Una opportunità, definita dalla ministra per il Sud, Mara Carfagna, «di lavoro concrete ai tanti giovani che maturano percorsi di formazione anche di eccellenza all’interno delle università del Mezzogiorno, ma poi sono costretti a farli fruttare al Nord o all’estero» che, purtroppo, si è rivelato essere un fallimento per tanti motivi, a partire dal contratto di 36 mesi, seguito dallo stipendio (1.400) e dalla mancanza di prospettive, che è, invece, quello di cui hanno bisogno i destinatari di un bando che doveva rappresentare, anche, una rivoluzione proprio nell’ambito dei concorsi: «digitalizzazione dei concorsi, prova scritta della durata di un’ora, ‘cento giorni’» diceva il ministro Brunetta che, ad oggi, ha ammesso – come riporta Open – che «forse abbiamo sbagliato qualcosa perché il contratto a termine, forse, non è così appetibile, un salario medio basso non è così appetibile per cercare delle skills specialistiche e il gioco è complicato».

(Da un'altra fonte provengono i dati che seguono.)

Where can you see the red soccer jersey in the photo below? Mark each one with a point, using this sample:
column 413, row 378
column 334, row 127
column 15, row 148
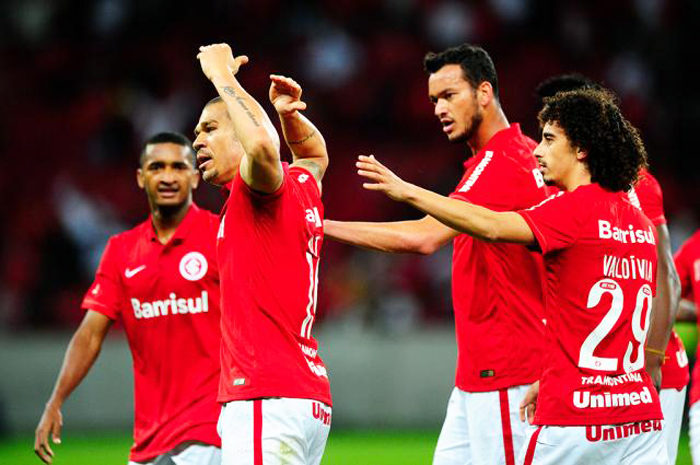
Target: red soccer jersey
column 600, row 258
column 268, row 249
column 688, row 266
column 167, row 298
column 647, row 195
column 497, row 288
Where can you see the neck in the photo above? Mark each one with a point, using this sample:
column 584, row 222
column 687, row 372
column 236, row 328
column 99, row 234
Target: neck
column 494, row 121
column 167, row 219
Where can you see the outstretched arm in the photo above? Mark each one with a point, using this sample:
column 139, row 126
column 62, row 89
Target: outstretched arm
column 664, row 306
column 423, row 236
column 302, row 137
column 82, row 351
column 260, row 168
column 474, row 220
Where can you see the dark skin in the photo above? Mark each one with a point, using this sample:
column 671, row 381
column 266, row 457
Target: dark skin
column 168, row 177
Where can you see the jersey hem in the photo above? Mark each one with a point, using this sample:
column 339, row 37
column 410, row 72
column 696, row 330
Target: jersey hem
column 150, row 455
column 223, row 399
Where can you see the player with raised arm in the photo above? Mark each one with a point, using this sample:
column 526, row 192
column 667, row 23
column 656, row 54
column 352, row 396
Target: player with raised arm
column 674, row 371
column 496, row 288
column 595, row 402
column 274, row 386
column 160, row 280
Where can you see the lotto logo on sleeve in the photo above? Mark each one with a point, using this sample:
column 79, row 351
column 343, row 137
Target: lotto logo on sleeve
column 193, row 266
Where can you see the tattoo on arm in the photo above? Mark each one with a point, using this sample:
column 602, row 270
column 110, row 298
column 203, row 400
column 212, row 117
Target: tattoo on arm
column 301, row 141
column 241, row 101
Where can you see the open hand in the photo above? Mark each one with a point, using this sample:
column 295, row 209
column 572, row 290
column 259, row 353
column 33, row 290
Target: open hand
column 383, row 179
column 529, row 403
column 50, row 424
column 218, row 60
column 285, row 95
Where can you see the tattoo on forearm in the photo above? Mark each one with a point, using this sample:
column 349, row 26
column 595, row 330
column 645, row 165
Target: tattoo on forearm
column 241, row 101
column 301, row 141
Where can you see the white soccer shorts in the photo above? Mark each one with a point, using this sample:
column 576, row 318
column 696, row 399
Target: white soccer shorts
column 274, row 431
column 672, row 405
column 694, row 417
column 482, row 428
column 640, row 443
column 189, row 453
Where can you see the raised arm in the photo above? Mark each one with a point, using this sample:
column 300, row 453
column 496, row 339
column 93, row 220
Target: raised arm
column 474, row 220
column 303, row 138
column 260, row 167
column 82, row 351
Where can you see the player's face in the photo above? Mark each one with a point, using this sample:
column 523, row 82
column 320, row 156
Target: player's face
column 455, row 103
column 218, row 150
column 167, row 175
column 556, row 156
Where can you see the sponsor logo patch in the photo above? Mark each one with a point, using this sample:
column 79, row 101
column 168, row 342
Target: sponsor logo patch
column 193, row 266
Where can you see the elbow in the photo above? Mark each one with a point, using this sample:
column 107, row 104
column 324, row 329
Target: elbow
column 263, row 150
column 421, row 245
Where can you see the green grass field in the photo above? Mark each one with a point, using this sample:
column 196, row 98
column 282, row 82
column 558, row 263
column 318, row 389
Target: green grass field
column 344, row 448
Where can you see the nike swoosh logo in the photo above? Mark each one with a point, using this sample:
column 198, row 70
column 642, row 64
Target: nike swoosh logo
column 131, row 273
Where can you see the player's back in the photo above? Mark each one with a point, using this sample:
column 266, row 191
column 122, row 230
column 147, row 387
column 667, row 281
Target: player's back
column 497, row 287
column 601, row 270
column 269, row 250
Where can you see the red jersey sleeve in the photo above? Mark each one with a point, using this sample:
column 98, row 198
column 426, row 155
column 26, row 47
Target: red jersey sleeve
column 684, row 267
column 490, row 183
column 105, row 294
column 553, row 230
column 651, row 198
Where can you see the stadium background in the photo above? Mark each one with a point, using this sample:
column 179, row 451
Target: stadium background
column 84, row 83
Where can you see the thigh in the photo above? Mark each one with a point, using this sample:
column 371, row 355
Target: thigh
column 317, row 430
column 495, row 431
column 274, row 432
column 672, row 405
column 453, row 444
column 694, row 424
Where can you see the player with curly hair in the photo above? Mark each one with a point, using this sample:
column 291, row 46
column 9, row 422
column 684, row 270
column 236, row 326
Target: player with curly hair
column 594, row 399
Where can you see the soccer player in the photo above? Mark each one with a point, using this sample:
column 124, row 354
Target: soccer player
column 160, row 280
column 496, row 288
column 648, row 196
column 274, row 386
column 687, row 261
column 596, row 403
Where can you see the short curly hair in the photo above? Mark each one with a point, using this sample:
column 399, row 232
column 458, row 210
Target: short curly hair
column 593, row 122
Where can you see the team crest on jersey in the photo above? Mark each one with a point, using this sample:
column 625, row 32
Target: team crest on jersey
column 193, row 266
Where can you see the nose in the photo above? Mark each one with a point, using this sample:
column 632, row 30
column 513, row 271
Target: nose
column 440, row 108
column 198, row 142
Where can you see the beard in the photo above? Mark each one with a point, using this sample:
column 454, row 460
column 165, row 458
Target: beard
column 471, row 128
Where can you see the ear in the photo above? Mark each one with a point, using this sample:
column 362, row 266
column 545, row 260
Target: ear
column 140, row 179
column 484, row 93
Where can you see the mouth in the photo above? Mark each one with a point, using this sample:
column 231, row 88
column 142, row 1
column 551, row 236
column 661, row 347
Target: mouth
column 168, row 192
column 203, row 159
column 447, row 125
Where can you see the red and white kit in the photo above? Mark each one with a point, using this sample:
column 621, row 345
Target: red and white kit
column 675, row 373
column 497, row 298
column 688, row 265
column 269, row 248
column 167, row 298
column 600, row 258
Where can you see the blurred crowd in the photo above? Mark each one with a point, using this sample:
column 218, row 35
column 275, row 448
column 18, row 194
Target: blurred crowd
column 84, row 83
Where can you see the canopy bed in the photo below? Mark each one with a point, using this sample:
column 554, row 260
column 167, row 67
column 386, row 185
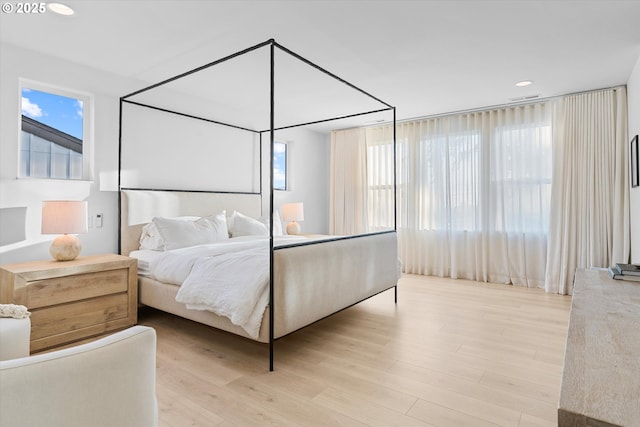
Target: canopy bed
column 190, row 233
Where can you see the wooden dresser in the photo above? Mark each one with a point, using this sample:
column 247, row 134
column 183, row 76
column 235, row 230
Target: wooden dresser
column 73, row 300
column 601, row 375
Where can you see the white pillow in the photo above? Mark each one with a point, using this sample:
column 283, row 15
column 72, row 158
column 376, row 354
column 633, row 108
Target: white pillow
column 243, row 225
column 150, row 239
column 178, row 233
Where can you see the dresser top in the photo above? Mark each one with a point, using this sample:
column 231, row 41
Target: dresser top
column 601, row 376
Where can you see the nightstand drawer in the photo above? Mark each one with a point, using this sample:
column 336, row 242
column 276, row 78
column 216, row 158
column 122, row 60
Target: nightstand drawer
column 78, row 316
column 75, row 300
column 59, row 290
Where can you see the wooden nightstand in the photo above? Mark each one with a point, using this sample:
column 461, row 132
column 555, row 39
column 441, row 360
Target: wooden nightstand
column 73, row 300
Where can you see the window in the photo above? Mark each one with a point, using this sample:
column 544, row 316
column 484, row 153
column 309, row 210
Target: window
column 54, row 133
column 280, row 166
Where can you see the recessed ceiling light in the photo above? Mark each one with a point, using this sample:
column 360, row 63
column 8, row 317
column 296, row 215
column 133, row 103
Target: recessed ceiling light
column 524, row 83
column 61, row 9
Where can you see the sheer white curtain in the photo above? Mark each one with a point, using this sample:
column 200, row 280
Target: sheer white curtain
column 348, row 192
column 590, row 202
column 475, row 195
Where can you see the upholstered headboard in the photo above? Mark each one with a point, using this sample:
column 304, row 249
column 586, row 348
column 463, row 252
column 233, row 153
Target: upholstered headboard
column 138, row 207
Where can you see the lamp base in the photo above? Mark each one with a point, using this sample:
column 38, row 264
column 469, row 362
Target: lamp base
column 293, row 228
column 65, row 248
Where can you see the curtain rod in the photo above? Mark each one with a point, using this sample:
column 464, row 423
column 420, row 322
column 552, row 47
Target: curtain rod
column 508, row 105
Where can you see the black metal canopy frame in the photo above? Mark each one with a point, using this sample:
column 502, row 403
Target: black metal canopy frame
column 272, row 45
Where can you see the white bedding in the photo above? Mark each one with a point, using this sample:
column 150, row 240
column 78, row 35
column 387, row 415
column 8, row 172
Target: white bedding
column 228, row 278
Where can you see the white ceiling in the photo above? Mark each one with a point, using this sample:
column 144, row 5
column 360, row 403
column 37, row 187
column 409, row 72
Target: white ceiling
column 424, row 57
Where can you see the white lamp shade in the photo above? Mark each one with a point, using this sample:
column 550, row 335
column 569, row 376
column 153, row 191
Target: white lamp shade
column 293, row 212
column 64, row 217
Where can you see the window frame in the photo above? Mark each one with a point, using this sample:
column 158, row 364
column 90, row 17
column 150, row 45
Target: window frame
column 87, row 126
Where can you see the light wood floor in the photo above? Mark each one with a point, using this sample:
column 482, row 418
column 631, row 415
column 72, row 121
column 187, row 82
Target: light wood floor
column 450, row 353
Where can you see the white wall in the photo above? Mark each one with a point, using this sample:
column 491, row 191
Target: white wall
column 308, row 162
column 633, row 97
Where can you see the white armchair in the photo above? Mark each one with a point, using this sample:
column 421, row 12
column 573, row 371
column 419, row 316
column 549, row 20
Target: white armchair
column 107, row 382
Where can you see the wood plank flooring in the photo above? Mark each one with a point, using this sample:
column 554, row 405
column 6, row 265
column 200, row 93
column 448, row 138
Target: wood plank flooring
column 450, row 353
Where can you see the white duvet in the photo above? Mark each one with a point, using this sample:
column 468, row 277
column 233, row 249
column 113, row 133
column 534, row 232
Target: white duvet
column 230, row 279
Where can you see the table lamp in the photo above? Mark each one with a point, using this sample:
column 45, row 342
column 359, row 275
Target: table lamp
column 64, row 217
column 293, row 212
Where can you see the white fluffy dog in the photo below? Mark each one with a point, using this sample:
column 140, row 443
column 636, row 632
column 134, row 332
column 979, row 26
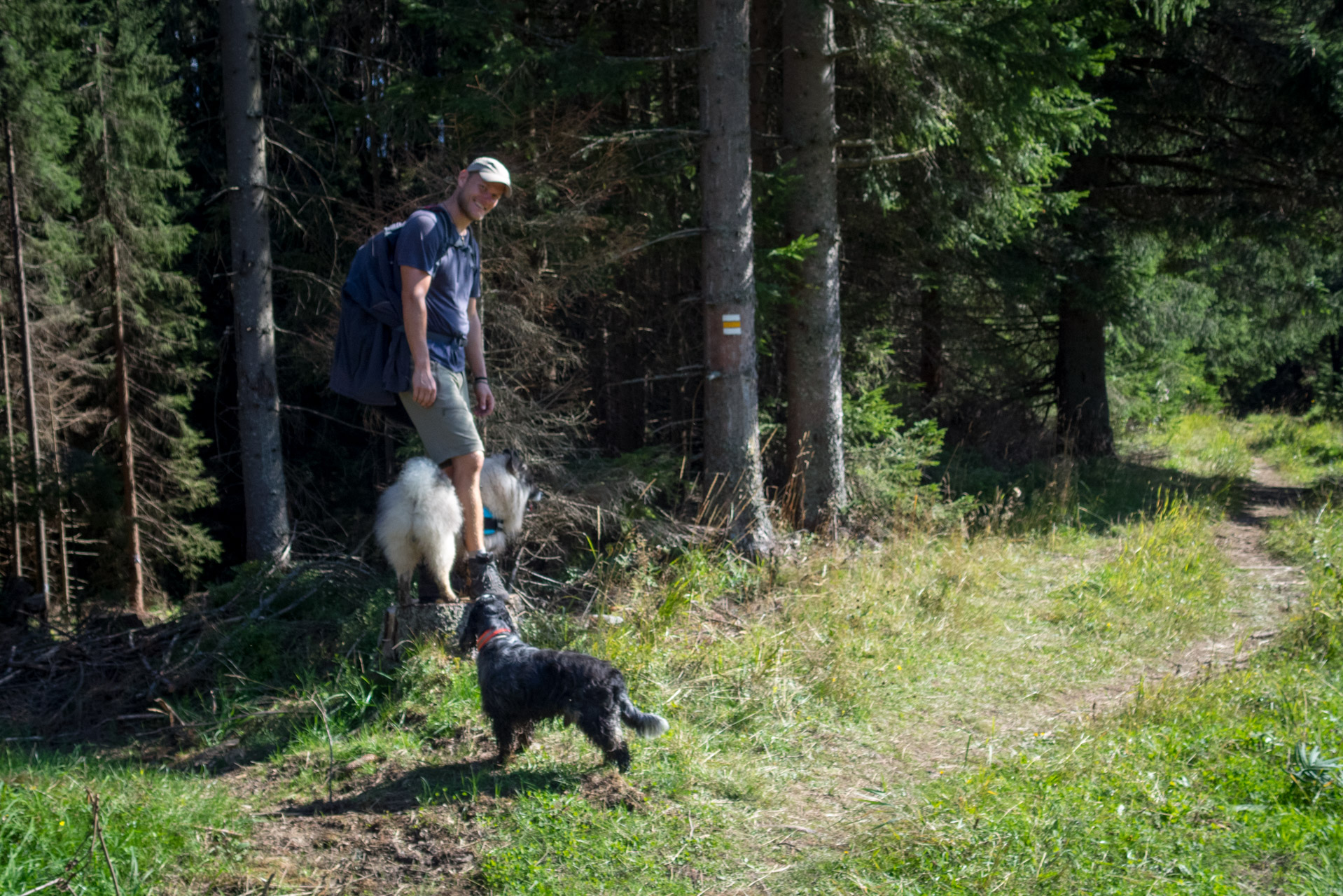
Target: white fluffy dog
column 419, row 517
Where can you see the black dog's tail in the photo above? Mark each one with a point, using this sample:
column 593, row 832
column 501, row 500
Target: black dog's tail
column 643, row 723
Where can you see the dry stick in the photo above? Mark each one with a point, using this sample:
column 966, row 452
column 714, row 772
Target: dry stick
column 97, row 833
column 330, row 748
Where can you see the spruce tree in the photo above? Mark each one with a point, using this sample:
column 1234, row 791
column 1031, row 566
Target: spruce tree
column 148, row 315
column 36, row 42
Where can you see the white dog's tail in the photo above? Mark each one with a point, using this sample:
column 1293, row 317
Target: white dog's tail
column 643, row 723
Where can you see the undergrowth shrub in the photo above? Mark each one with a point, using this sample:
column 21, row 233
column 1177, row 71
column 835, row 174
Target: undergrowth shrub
column 885, row 463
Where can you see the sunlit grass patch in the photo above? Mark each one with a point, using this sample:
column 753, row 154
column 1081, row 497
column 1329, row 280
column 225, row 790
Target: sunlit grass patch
column 1205, row 445
column 158, row 825
column 1303, row 451
column 1193, row 790
column 563, row 843
column 1167, row 580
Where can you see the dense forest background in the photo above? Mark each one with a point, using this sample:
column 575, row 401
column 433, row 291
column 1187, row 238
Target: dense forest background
column 1031, row 195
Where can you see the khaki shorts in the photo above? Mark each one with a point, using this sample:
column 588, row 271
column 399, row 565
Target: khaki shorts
column 446, row 428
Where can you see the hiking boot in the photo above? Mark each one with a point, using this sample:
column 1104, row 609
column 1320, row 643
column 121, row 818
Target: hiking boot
column 484, row 575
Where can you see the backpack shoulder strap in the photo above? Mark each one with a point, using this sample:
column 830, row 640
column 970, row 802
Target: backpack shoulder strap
column 445, row 220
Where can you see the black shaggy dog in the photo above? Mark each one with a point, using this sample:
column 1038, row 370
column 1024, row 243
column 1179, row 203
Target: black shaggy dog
column 522, row 685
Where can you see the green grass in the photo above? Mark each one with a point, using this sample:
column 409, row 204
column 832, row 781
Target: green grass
column 1189, row 792
column 1302, row 450
column 160, row 828
column 927, row 672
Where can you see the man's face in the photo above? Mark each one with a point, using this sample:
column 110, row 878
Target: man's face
column 477, row 197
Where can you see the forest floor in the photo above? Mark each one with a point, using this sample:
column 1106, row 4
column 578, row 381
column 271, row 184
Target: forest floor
column 380, row 836
column 1056, row 706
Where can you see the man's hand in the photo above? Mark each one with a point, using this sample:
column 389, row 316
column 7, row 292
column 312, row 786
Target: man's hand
column 484, row 399
column 424, row 386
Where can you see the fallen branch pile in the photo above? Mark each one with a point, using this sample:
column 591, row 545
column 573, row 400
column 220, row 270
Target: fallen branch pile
column 74, row 681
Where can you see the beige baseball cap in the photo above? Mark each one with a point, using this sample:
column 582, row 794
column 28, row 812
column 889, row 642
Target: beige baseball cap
column 493, row 171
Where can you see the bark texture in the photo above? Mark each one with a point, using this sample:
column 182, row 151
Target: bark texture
column 731, row 421
column 130, row 498
column 20, row 290
column 254, row 327
column 816, row 390
column 1080, row 379
column 931, row 346
column 16, row 528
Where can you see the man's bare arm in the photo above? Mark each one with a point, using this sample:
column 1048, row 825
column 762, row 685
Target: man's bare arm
column 475, row 359
column 415, row 318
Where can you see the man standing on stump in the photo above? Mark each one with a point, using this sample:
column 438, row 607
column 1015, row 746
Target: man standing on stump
column 441, row 312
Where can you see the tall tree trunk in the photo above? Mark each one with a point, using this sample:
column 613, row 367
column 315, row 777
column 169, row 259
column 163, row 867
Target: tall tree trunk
column 20, row 288
column 731, row 419
column 1080, row 379
column 816, row 390
column 16, row 528
column 62, row 543
column 930, row 344
column 130, row 500
column 765, row 108
column 254, row 327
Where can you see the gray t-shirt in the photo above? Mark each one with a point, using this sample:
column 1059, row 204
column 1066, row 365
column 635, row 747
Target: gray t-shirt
column 456, row 280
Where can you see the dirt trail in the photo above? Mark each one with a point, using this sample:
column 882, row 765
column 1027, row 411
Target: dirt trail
column 1268, row 589
column 376, row 840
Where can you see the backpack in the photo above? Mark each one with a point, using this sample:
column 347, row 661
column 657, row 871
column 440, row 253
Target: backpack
column 373, row 359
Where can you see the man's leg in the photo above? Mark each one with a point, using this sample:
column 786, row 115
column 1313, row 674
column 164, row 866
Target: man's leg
column 480, row 564
column 465, row 472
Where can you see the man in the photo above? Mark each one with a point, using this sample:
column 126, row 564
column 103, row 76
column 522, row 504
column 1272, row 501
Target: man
column 441, row 314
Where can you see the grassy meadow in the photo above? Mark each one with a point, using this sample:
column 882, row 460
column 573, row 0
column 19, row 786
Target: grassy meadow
column 983, row 703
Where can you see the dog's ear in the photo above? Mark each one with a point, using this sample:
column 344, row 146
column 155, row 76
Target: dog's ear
column 471, row 628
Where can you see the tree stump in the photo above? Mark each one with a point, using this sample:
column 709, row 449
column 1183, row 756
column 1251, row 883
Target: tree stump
column 409, row 621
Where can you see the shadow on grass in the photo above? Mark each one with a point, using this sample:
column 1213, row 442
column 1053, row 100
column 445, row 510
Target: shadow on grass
column 458, row 782
column 1085, row 493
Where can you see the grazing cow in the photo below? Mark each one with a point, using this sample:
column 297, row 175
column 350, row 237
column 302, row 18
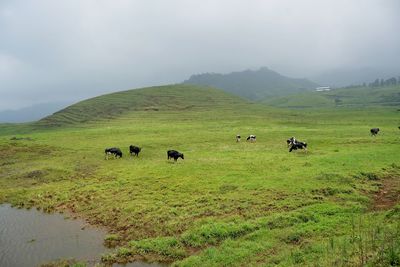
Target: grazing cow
column 251, row 138
column 237, row 138
column 113, row 151
column 174, row 154
column 134, row 150
column 298, row 145
column 291, row 140
column 374, row 131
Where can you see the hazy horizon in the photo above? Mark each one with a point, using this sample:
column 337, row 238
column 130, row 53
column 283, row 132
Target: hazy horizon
column 71, row 50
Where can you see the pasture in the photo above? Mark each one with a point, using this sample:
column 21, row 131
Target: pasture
column 226, row 203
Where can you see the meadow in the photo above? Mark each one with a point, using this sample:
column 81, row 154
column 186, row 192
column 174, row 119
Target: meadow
column 226, row 203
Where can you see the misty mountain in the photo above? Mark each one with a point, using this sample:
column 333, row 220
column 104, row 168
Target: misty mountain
column 253, row 85
column 348, row 77
column 31, row 113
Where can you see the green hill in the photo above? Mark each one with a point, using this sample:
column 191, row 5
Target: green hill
column 253, row 85
column 344, row 97
column 180, row 97
column 227, row 203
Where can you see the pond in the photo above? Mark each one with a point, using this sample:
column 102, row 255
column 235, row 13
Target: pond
column 31, row 237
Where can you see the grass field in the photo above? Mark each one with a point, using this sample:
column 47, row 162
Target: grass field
column 356, row 97
column 227, row 203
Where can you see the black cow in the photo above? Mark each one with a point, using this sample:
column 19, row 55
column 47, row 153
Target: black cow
column 174, row 154
column 298, row 145
column 251, row 138
column 291, row 140
column 134, row 150
column 237, row 138
column 374, row 131
column 113, row 151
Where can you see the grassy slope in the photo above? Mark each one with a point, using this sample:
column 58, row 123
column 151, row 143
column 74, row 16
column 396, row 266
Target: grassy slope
column 161, row 98
column 227, row 203
column 349, row 97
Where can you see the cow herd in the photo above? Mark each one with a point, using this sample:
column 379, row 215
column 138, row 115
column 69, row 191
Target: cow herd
column 292, row 144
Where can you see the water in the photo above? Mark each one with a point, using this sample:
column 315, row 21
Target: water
column 30, row 238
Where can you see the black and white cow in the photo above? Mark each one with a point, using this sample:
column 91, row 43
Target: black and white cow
column 113, row 151
column 374, row 131
column 174, row 154
column 251, row 138
column 134, row 150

Tutto ciò, quindi,  riporta ancora Open «induce a un’ampia riflessione sull’attrattività della pubblica amministrazione per figure di elevata specializzazione – ha detto ancora Brunetta –. Ha pagato l’impianto originario del concorso, impostato dal precedente governo per reclutare esperti con contratti a tempo determinato e retribuzioni standard medio-basse. Evidentemente l’offerta è stata giudicata insufficiente. Ha pesato anche, oltre al perdurare dello stato di emergenza legato al Covid, la contemporanea ripresa di molti concorsi pubblici che favorisce da parte dei candidati una maggiore selezione di quelli a cui effettivamente partecipare».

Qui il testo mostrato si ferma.